Klara and the Sun
The titular character in Kazuo Ishiguro’s latest novel Klara and the Sun is an Artificial Friend (AF), a type of android built for the companionship of genetically-enhanced children. Much like Mr. Ishiguro’s previous novel Never Let Me Go, this story’s unspecified place and time are much like our own, save for light speculative elements. We follow Klara’s journey from the store window where she looked out into the world waiting to be bought, to her home life with Josie, a “lifted” but sickly teenager. It’s a moving and meditative work about friendship, loneliness, and unexpectedly, faith. Mild spoilers follow.
The story is presented from Klara’s point of view, which allows the reader to plumb Klara’s emotions; her character voice is curious and childlike, making the poignant moments in the story land even harder. Mr. Ishiguro is so masterful at writing first-person, and he once again succeeds with this book. Klara comes across as a fully realized being, even though for much of the story she is still someone coming into being.
The most striking parts of the book deal with loneliness and isolation, the pain of being set apart from others by circumstance: Josie, the sickly only child; Chrissie, her divorced mother, still grieving a devastating loss; Rick, Josie’s best friend and neighbor, who is not a “lifted” child. Klara, for her part, rarely shares her inner life with the humans around her, mainly because of her programming, but also because of doubt about her place in the world. She only truly verbalizes what she feels when she talks to the Sun, the source of an AF’s energy and the entity that Klara has begun to view as an all-powerful being.
Overall, I really enjoyed this tender and quiet book; Mr. Ishiguro is one of my favorite authors, and I hesitated to pick up Klara and the Sun right away for fear of disappointment. The fear clearly was unfounded. It has classic science fiction elements that I love—the android learning about connection and the human world, the perils of genetic enhancements, etc.—and asks questions that SF stories are invested in raising, if not answering. Klara and the Sun is SF, and though I don’t think Mr.

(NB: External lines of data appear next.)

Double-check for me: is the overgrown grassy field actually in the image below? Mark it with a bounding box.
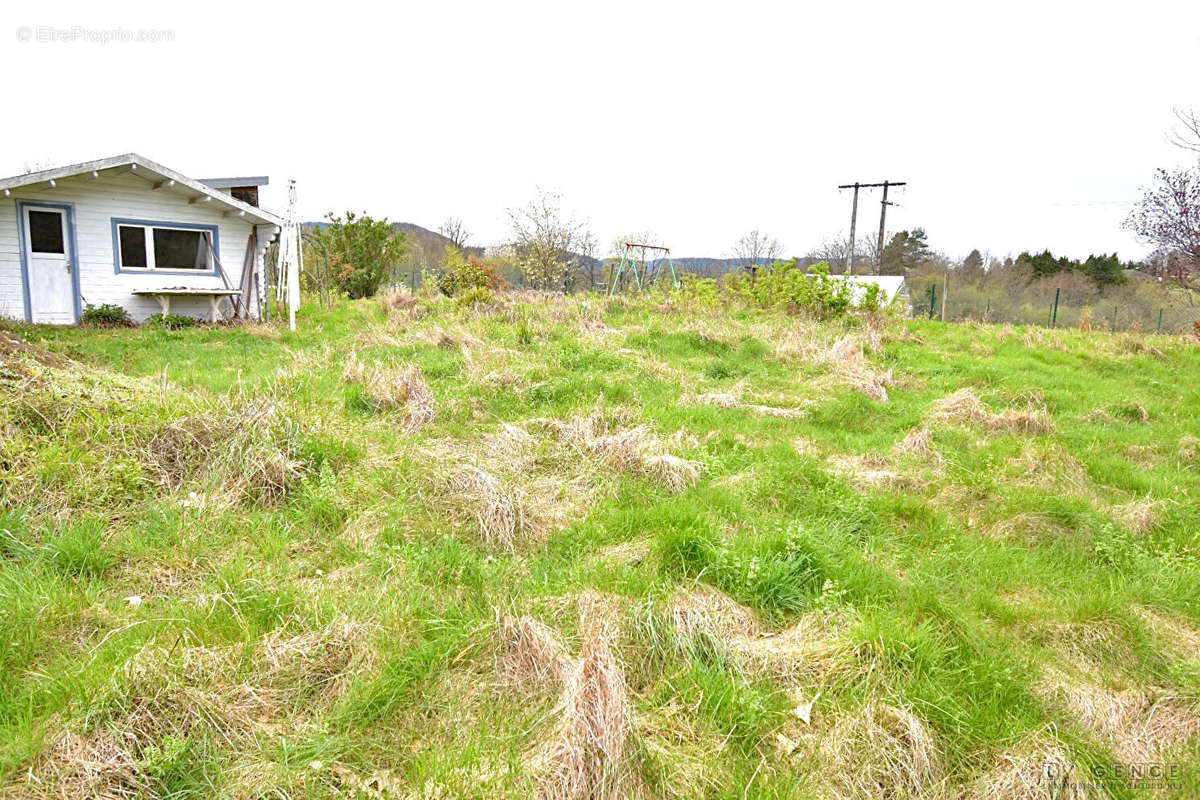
[0,294,1200,799]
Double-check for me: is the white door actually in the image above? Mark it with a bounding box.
[24,205,76,325]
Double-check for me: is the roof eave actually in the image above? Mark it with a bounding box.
[0,152,284,227]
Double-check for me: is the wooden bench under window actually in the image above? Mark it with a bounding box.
[133,287,241,323]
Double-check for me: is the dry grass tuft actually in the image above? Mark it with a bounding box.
[1133,606,1200,664]
[536,595,632,800]
[671,583,762,642]
[635,700,727,800]
[984,511,1076,545]
[1004,441,1092,498]
[114,618,371,752]
[679,392,806,420]
[961,736,1099,800]
[497,616,571,685]
[925,389,1054,434]
[445,467,536,551]
[792,437,821,458]
[829,453,923,492]
[826,336,895,403]
[146,401,305,505]
[256,616,371,703]
[694,392,738,408]
[895,428,942,462]
[343,354,434,431]
[670,583,854,682]
[820,700,942,799]
[14,729,146,800]
[1039,668,1200,764]
[559,414,702,492]
[1109,495,1163,536]
[487,422,538,458]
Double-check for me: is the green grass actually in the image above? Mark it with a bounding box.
[0,295,1200,798]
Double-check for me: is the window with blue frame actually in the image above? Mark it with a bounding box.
[113,219,217,272]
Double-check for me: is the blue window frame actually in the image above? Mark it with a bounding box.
[113,217,221,275]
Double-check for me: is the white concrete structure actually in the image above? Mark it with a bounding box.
[0,154,283,324]
[829,275,908,311]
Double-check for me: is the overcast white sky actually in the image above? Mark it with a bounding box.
[0,0,1200,257]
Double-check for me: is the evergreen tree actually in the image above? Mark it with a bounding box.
[880,228,932,275]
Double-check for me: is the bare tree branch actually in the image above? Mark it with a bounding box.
[1124,166,1200,289]
[509,188,592,290]
[1166,108,1200,152]
[438,217,470,249]
[733,228,784,267]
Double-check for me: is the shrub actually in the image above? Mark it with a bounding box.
[674,272,716,308]
[455,287,496,306]
[436,245,500,297]
[725,260,859,319]
[145,314,200,331]
[306,211,407,300]
[79,303,133,327]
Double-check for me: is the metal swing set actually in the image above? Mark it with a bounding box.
[608,242,679,295]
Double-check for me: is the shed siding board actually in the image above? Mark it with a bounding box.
[0,173,261,320]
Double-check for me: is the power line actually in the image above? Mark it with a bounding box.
[838,181,907,275]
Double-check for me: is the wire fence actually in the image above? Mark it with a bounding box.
[908,278,1200,336]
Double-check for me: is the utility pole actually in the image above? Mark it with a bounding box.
[838,181,859,275]
[838,181,906,275]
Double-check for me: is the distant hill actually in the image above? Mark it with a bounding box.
[302,222,812,278]
[301,222,484,264]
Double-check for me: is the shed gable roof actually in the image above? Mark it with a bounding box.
[0,152,283,227]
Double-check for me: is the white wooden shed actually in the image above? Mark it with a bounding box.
[829,275,908,312]
[0,154,283,325]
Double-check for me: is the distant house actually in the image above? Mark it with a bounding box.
[829,275,911,313]
[0,154,283,325]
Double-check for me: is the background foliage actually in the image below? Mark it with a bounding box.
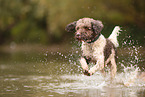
[0,0,145,45]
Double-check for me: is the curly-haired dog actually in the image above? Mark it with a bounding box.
[66,18,120,78]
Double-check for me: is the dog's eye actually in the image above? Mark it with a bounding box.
[84,27,91,30]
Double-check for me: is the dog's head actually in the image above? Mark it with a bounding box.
[66,18,103,42]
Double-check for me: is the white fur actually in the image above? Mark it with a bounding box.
[108,26,121,47]
[80,34,106,74]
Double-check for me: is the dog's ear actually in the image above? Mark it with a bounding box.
[65,21,77,32]
[91,20,103,34]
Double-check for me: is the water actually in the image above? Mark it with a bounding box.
[0,40,145,97]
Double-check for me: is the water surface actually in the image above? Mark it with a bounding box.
[0,44,145,97]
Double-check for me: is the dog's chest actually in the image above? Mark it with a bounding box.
[82,35,106,60]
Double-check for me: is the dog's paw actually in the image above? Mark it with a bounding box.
[84,70,92,76]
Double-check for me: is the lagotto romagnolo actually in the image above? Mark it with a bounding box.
[66,18,120,78]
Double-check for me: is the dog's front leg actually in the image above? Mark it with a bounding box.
[80,57,90,76]
[89,58,104,75]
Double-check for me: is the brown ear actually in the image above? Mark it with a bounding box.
[65,21,76,32]
[91,20,104,34]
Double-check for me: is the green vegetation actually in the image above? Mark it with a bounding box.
[0,0,145,45]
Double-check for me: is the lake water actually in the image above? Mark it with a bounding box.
[0,43,145,97]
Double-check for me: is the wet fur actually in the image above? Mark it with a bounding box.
[66,18,117,78]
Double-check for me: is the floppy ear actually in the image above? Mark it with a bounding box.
[91,20,103,34]
[65,21,76,32]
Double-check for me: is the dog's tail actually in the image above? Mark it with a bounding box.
[108,26,121,47]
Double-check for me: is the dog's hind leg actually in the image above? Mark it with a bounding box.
[111,50,117,79]
[80,57,90,76]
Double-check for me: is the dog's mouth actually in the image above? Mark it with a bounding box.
[75,34,100,43]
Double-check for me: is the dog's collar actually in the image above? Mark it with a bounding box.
[87,33,101,43]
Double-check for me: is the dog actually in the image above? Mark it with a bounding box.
[65,18,120,79]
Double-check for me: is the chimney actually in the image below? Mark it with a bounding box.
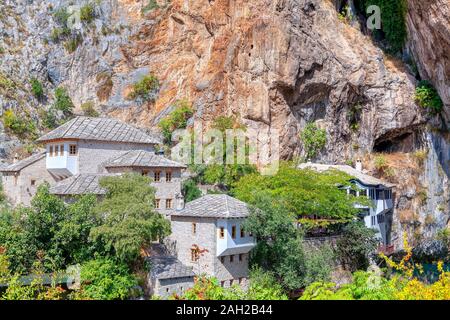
[175,194,184,211]
[13,153,19,163]
[355,159,362,172]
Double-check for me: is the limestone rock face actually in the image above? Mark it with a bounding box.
[406,0,450,123]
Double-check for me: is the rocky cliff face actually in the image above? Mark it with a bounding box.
[406,0,450,127]
[0,0,450,245]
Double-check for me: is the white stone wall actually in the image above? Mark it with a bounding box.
[78,140,154,173]
[170,216,249,287]
[2,157,57,206]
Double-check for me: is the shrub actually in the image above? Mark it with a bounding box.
[64,35,82,53]
[300,123,327,159]
[53,87,75,115]
[414,81,443,114]
[80,3,95,23]
[81,101,99,117]
[30,78,44,99]
[2,109,36,137]
[128,74,159,101]
[159,99,194,144]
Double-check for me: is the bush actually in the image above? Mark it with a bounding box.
[300,123,327,159]
[30,78,44,99]
[414,81,443,114]
[159,100,194,144]
[2,109,36,137]
[74,258,137,300]
[80,3,95,23]
[53,87,75,115]
[81,101,99,117]
[128,74,159,101]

Ishiguro is considered or considers himself to be an SF author, this work is one of the more emotionally affecting SF stories I’ve read lately.
Industry pros and readers might disagree, placing this book on general fiction shelves and calling it literary fiction, as though that negated the story’s solid strand of SF DNA. Worse, they might do so to denigrate genre. Once in a while the “genre vs. literary” discourse erupts online (seemingly with increasing frequency), and the conversation is both exhausting and empty. This book is one I’ll point to as a recent example among many others, and say: One is not better than the other; a work can be both. Stop this silliness.
Other things I’ve read lately:
The Other Black Girl by Zakiya Dalila Harris is a tense exploration of the unbearable antiblackness of publishing, told through the experiences of an editorial assistant at a major New York publishing house. It has a lot of lighter, funnier moments, but also a consistently menacing background hum of “Something is not right with this place” kinda like Get Out.
Chen Qiufan’s Waste Tide is a near-future SF tale set in a fictional Chinese island called Silicon Isle, where the world’s electronics waste is dumped. There, a colorful cast of characters collide, including an American seeking to invest in the island, his returning expatriate interpreter, gang lords that control the island, and Mimi, a waste worker on whose hands the fate of the island lies. It reminded me a lot of The Windup Girl, and I devoured it just as much.
Some books are classics for a reason, and Rebecca by Daphne du Maurier definitely earns the title. This gothic thriller, told through the POV of the unnamed second wife of a rich Englishman, is about the perils of her moving into the role left behind by the universally beloved first wife, the title character. The writing is so evocative, fitting the location and the twisty plot, and it’s definitely become a new fave.